Published online by Cambridge University Press: 05 March 2015
Prediction is very difficult, especially about the future.
Commonly attributed to Niels BohrPicture a herd of woolly mammoths grazing amid grass-covered, rolling hills on an autumn morning. They are moving slowly along a river that is muddy with silt, derived from melting of the last remnants of a glacial ice sheet that once covered half the continent. There is a chill in the air, with a strong breeze blowing in from the northwest. A group of fur-clad hunters stalks the mammoths from the opposite direction, discussing details of their attack plan with hand signals and low guttural grunts. If the hunt is successful they may survive through the long winter ahead; otherwise their future is in doubt.
Although incredibly primitive by modern standards, this scene could actually have played out as recently as ten thousand years ago, hardly a blink of the eye in geological terms. Agriculture began to spread through the eastern Mediterranean region only about two thousand years afterward, and the earliest pyramids in Egypt were built at the approximate midpoint in time between the disappearance of woolly mammoths and the appearance of cell phones.

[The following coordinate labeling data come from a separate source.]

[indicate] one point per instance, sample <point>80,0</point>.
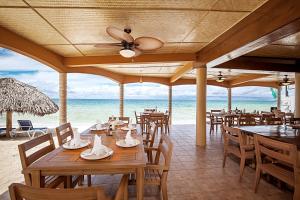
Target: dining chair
<point>19,191</point>
<point>167,122</point>
<point>64,133</point>
<point>41,146</point>
<point>156,172</point>
<point>236,143</point>
<point>229,120</point>
<point>246,120</point>
<point>150,139</point>
<point>125,119</point>
<point>284,163</point>
<point>214,121</point>
<point>274,121</point>
<point>158,118</point>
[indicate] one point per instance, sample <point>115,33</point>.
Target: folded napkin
<point>128,139</point>
<point>98,147</point>
<point>98,126</point>
<point>130,125</point>
<point>76,139</point>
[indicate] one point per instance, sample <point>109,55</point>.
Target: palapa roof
<point>19,97</point>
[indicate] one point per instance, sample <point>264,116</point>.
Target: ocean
<point>82,113</point>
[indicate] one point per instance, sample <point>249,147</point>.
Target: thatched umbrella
<point>16,96</point>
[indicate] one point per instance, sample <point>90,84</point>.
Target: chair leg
<point>224,158</point>
<point>242,166</point>
<point>164,190</point>
<point>89,180</point>
<point>257,178</point>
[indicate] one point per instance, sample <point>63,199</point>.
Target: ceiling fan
<point>220,77</point>
<point>130,47</point>
<point>285,81</point>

The historical details have been lost to the ages, but it seems clear that massive environmental change, brought on by a respite in continental glaciation, set the stage for early human civilization. If Stone Age and earlier humans had any thoughts at all about the future of energy, they would almost certainly have been along the lines of “How can I keep warmer?” The idea that global warming might eventually become a problem would have been utterly unimaginable.
Since that time, the cutting edge of technology has advanced from stone axes to lasers, and our dominant energy sources have evolved from human muscle to fossil fuels. The historically recent emergence of the latter has transformed the world at unprecedented rates, leading many to worry about how long we can maintain the standard of living that we have come to accept as our birthright.